Subscribe

Légende de l’alpinisme, Maurice Herzog est mort à 93 ans

Légende de l’alpinisme pour avoir vaincu l’Annapurna en 1950, ancien homme politique gaulliste, mais aussi héros à l’image ternie après le livre publié par sa fille, Maurice Herzog est mort, jeudi soir, à Neuilly, à l’âge de 93 ans.
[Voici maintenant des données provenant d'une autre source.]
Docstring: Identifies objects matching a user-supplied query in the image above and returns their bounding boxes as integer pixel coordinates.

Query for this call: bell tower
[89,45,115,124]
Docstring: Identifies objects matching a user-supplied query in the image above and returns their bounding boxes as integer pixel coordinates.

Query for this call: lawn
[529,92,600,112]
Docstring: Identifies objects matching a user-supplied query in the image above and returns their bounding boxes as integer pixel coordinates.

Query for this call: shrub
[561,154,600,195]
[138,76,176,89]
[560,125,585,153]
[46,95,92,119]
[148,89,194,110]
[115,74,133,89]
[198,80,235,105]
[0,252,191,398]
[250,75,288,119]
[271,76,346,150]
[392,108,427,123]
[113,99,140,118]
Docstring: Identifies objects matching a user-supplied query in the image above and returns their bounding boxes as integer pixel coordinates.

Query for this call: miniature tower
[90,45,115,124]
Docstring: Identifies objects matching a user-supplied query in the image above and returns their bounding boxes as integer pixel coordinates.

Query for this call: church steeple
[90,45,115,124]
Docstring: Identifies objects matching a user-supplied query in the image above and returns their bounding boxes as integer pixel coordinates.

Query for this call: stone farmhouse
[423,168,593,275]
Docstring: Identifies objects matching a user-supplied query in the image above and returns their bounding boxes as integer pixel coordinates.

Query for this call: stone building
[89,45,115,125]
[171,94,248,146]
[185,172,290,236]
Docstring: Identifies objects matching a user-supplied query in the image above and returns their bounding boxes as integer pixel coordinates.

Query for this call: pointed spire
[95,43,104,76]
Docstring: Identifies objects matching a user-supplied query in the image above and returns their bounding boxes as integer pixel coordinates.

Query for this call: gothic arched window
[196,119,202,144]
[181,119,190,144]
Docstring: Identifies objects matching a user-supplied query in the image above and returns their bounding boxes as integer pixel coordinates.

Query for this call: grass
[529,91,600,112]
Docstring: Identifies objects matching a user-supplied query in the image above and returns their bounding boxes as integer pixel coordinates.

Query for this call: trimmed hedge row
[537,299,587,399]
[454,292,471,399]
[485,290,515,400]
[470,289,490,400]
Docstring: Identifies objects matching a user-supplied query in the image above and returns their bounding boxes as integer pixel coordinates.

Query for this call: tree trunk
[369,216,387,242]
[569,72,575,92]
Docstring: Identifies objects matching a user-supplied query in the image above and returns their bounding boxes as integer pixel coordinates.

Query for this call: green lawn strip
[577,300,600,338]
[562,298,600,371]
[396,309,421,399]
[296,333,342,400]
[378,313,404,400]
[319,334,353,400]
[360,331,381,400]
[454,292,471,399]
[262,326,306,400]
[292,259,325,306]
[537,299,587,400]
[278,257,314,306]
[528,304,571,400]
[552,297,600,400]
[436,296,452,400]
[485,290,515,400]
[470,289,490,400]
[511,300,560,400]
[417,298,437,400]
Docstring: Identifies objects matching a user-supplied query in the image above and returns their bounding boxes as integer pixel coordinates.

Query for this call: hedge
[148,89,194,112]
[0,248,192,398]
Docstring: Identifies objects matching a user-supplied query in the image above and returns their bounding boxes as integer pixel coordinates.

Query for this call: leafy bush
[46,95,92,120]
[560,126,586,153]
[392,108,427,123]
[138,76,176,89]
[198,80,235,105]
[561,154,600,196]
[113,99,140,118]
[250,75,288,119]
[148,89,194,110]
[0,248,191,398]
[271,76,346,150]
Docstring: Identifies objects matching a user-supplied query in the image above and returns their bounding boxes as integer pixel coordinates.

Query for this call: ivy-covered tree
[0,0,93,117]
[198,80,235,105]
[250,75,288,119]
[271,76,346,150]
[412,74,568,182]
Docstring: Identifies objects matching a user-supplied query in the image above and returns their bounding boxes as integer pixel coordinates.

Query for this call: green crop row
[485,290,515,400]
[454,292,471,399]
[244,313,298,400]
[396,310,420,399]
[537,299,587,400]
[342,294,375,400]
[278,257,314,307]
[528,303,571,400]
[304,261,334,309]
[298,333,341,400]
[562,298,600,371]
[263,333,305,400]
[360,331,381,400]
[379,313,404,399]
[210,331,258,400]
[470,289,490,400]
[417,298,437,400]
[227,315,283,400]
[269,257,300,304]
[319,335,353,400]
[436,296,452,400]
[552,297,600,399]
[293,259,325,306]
Ancien secrétaire d’Etat à la Jeunesse et aux Sports en 1963 et député-maire de Chamonix, celui qui a dirigé jusqu’à sa retraite plusieurs entreprises, dont la Société du tunnel du Mont-Blanc (1981-84), résidait à Neuilly. Très fatigué, il s’était retiré, il y a une semaine, dans une maison de repos, selon son entourage. Maurice Herzog était entré dans l’Histoire, le 3 juin 1950, quand à la tête d’une expédition sans oxygène et sans carte, avec Louis Lachenal, il avait foulé par un vent glacial ce sommet himalayen de 8 078 m. Sans cet exploit, a-t-il dit, “je n’aurais pas eu la vie que j’ai eue après”. Une victoire qu’il a payée d’une amputation des doigts et des orteils. “Vous voyez ce que j’ai en moins mais, moi, je sens ce que j’ai en plus. Et c’est incomparablement plus grand que ce que j’ai en moins”, disait-il.

Dans “Annapurna, premier 8000” (éd Arthaud, 1951), vendu à une douzaine de millions d’exemplaires et traduit en 40 langues, et qui reste le best-seller de la littérature de montagne, Maurice Herzog avait raconté, en la romançant, la grande aventure de sa vie. Mais sa statue de héros s’était lézardée dès 1996, date de la publication du texte intégral des mémoires de Lachenal, “Carnets du vertige”. Relégué au second rang, dans la mémoire collective, tout comme les autres alpinistes qui les accompagnaient, Lionel Terray et Gaston Rébuffat, Lachenal y donnait une version des faits moins à la gloire du seul Herzog. Dans son livre “Le héros” publié en 2012, sa propre fille, Félicité Herzog, a également contribué à ternir la légende de son père en le qualifiant de “menteur et d’hémiplégique de la pensée”.

Ombres et lumières

“Lors de l’ascension de l’Annapurna, c’est Lionel Terray qui a redescendu sur le dos Maurice Herzog et en définitive, Maurice Herzog lui doit la vie”, a déclaré sur RTL l’ancienne skieuse Marielle Goitschel. Selon elle, “Maurice était un communicant qui a rendu des lettres de noblesse à la montagne” mais “c’est Lionel Terray le plus grand montagnard qu’on ait eu à l’époque”. “C’était un grand alpiniste au-delà de toutes les polémiques, qui a su réussir sa reconversion et réussi dans l’action publique”, a déclaré pour sa part l’ancien ministre et ancien président du conseil général de Savoie, Michel Barnier, sur RTL.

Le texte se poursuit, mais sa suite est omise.